Citation

Conclusion

Author:
Lee, Benjamin; Littler, Mark
Year:
2020

In the introduction, we noted converging trends of political and religious extremism and associated violence, and the increasing role of the internet and World Wide Web in ordering both individual lives and societies. While this convergence has found its most dramatic expression in the study of militant Islamism online, we also noted a need to ensure that other narratives and ideologies were addressed by scholarship. In this volume, we invited scholars to submit work that dealt online extremism not related to militant Islamism. The response to the request was diverse. Perhaps predictably, as a widely acknowledged growing terrorist threat in many countries, the extreme right makes a strong showing, with several of the chapters choosing to focus on how the extreme right has adopted the World Wide Web. These include Jackson’s work in the field of ‘web history’ of the UK extreme right. It has also included contemporary analysis of the extreme right on social media, both through Facebook, in the chapter submitted by Scrivens and Amarasingam, and Twitter, in the chapter by Allchorn. Lee’s analysis of the use of memes by the extreme right is less tied to any one specific platform but still centres on the use on the extreme right and web technologies.

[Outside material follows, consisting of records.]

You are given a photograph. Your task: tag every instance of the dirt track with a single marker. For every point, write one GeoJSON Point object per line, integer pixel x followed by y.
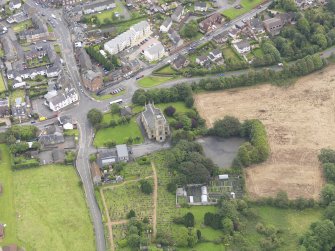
{"type": "Point", "coordinates": [300, 120]}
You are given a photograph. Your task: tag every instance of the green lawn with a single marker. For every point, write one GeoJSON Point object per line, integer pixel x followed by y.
{"type": "Point", "coordinates": [151, 81]}
{"type": "Point", "coordinates": [7, 207]}
{"type": "Point", "coordinates": [247, 5]}
{"type": "Point", "coordinates": [293, 222]}
{"type": "Point", "coordinates": [118, 134]}
{"type": "Point", "coordinates": [22, 26]}
{"type": "Point", "coordinates": [108, 14]}
{"type": "Point", "coordinates": [168, 70]}
{"type": "Point", "coordinates": [51, 210]}
{"type": "Point", "coordinates": [2, 84]}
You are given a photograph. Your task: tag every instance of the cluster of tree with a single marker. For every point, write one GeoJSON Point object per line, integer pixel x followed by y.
{"type": "Point", "coordinates": [190, 29]}
{"type": "Point", "coordinates": [299, 68]}
{"type": "Point", "coordinates": [272, 239]}
{"type": "Point", "coordinates": [187, 220]}
{"type": "Point", "coordinates": [327, 158]}
{"type": "Point", "coordinates": [137, 234]}
{"type": "Point", "coordinates": [188, 160]}
{"type": "Point", "coordinates": [313, 32]}
{"type": "Point", "coordinates": [146, 187]}
{"type": "Point", "coordinates": [180, 92]}
{"type": "Point", "coordinates": [107, 63]}
{"type": "Point", "coordinates": [271, 55]}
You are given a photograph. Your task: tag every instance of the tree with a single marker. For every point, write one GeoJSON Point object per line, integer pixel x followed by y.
{"type": "Point", "coordinates": [169, 111]}
{"type": "Point", "coordinates": [94, 116]}
{"type": "Point", "coordinates": [189, 220]}
{"type": "Point", "coordinates": [329, 171]}
{"type": "Point", "coordinates": [115, 109]}
{"type": "Point", "coordinates": [228, 226]}
{"type": "Point", "coordinates": [320, 237]}
{"type": "Point", "coordinates": [330, 212]}
{"type": "Point", "coordinates": [131, 214]}
{"type": "Point", "coordinates": [190, 29]}
{"type": "Point", "coordinates": [227, 127]}
{"type": "Point", "coordinates": [146, 187]}
{"type": "Point", "coordinates": [328, 194]}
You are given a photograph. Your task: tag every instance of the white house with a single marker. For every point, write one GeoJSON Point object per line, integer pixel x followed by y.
{"type": "Point", "coordinates": [134, 36]}
{"type": "Point", "coordinates": [62, 100]}
{"type": "Point", "coordinates": [200, 6]}
{"type": "Point", "coordinates": [166, 25]}
{"type": "Point", "coordinates": [242, 47]}
{"type": "Point", "coordinates": [154, 52]}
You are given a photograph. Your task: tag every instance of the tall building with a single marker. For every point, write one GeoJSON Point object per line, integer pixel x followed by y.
{"type": "Point", "coordinates": [154, 123]}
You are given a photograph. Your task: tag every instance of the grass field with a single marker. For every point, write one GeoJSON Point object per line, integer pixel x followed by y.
{"type": "Point", "coordinates": [108, 14]}
{"type": "Point", "coordinates": [293, 222]}
{"type": "Point", "coordinates": [2, 84]}
{"type": "Point", "coordinates": [168, 70]}
{"type": "Point", "coordinates": [122, 198]}
{"type": "Point", "coordinates": [7, 207]}
{"type": "Point", "coordinates": [151, 81]}
{"type": "Point", "coordinates": [118, 134]}
{"type": "Point", "coordinates": [22, 26]}
{"type": "Point", "coordinates": [247, 5]}
{"type": "Point", "coordinates": [51, 209]}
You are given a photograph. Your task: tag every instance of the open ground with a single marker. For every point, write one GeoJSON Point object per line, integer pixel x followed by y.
{"type": "Point", "coordinates": [299, 121]}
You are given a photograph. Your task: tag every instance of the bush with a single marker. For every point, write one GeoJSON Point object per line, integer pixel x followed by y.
{"type": "Point", "coordinates": [146, 187]}
{"type": "Point", "coordinates": [170, 111]}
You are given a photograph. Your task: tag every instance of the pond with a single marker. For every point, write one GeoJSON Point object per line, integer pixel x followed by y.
{"type": "Point", "coordinates": [221, 151]}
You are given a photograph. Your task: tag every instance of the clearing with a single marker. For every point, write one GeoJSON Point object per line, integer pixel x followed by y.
{"type": "Point", "coordinates": [299, 121]}
{"type": "Point", "coordinates": [50, 198]}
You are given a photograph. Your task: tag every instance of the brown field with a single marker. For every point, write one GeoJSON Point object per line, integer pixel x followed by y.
{"type": "Point", "coordinates": [300, 120]}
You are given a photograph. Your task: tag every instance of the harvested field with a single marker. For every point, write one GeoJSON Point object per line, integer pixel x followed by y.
{"type": "Point", "coordinates": [299, 119]}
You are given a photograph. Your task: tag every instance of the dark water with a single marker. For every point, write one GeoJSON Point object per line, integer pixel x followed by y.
{"type": "Point", "coordinates": [221, 151]}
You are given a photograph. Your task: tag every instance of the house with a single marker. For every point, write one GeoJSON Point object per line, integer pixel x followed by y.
{"type": "Point", "coordinates": [47, 140]}
{"type": "Point", "coordinates": [15, 4]}
{"type": "Point", "coordinates": [215, 55]}
{"type": "Point", "coordinates": [134, 36]}
{"type": "Point", "coordinates": [62, 100]}
{"type": "Point", "coordinates": [154, 52]}
{"type": "Point", "coordinates": [201, 60]}
{"type": "Point", "coordinates": [122, 152]}
{"type": "Point", "coordinates": [175, 38]}
{"type": "Point", "coordinates": [242, 46]}
{"type": "Point", "coordinates": [273, 25]}
{"type": "Point", "coordinates": [180, 62]}
{"type": "Point", "coordinates": [200, 6]}
{"type": "Point", "coordinates": [178, 13]}
{"type": "Point", "coordinates": [58, 156]}
{"type": "Point", "coordinates": [66, 122]}
{"type": "Point", "coordinates": [166, 25]}
{"type": "Point", "coordinates": [107, 158]}
{"type": "Point", "coordinates": [4, 108]}
{"type": "Point", "coordinates": [222, 37]}
{"type": "Point", "coordinates": [96, 174]}
{"type": "Point", "coordinates": [98, 6]}
{"type": "Point", "coordinates": [154, 123]}
{"type": "Point", "coordinates": [211, 23]}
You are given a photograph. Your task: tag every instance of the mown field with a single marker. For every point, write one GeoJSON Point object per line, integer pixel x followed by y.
{"type": "Point", "coordinates": [44, 208]}
{"type": "Point", "coordinates": [51, 199]}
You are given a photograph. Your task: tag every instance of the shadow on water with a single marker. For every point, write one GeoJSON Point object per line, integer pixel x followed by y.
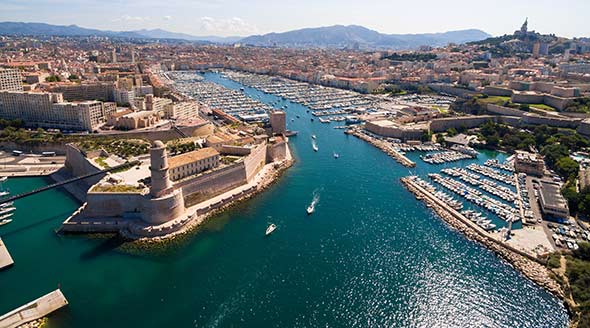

The focus on the extreme right reflects both the growing pre-occupation with the apparent rise in popularity, or at least notoriety, of extreme right ideas online, and several recent incidents inspired by the extreme right including attacks in the UK by Darren Osbourne and Thomas Mair and the plots by figures including Jack Renshaw, and US attacks by figures such as James Fields and Dylan Roof. Most recently has been the wave of concern about the extreme right touched off by the terrorist murder of 51 people in Christchurch, New Zealand, by an Australian supporter of the extreme right.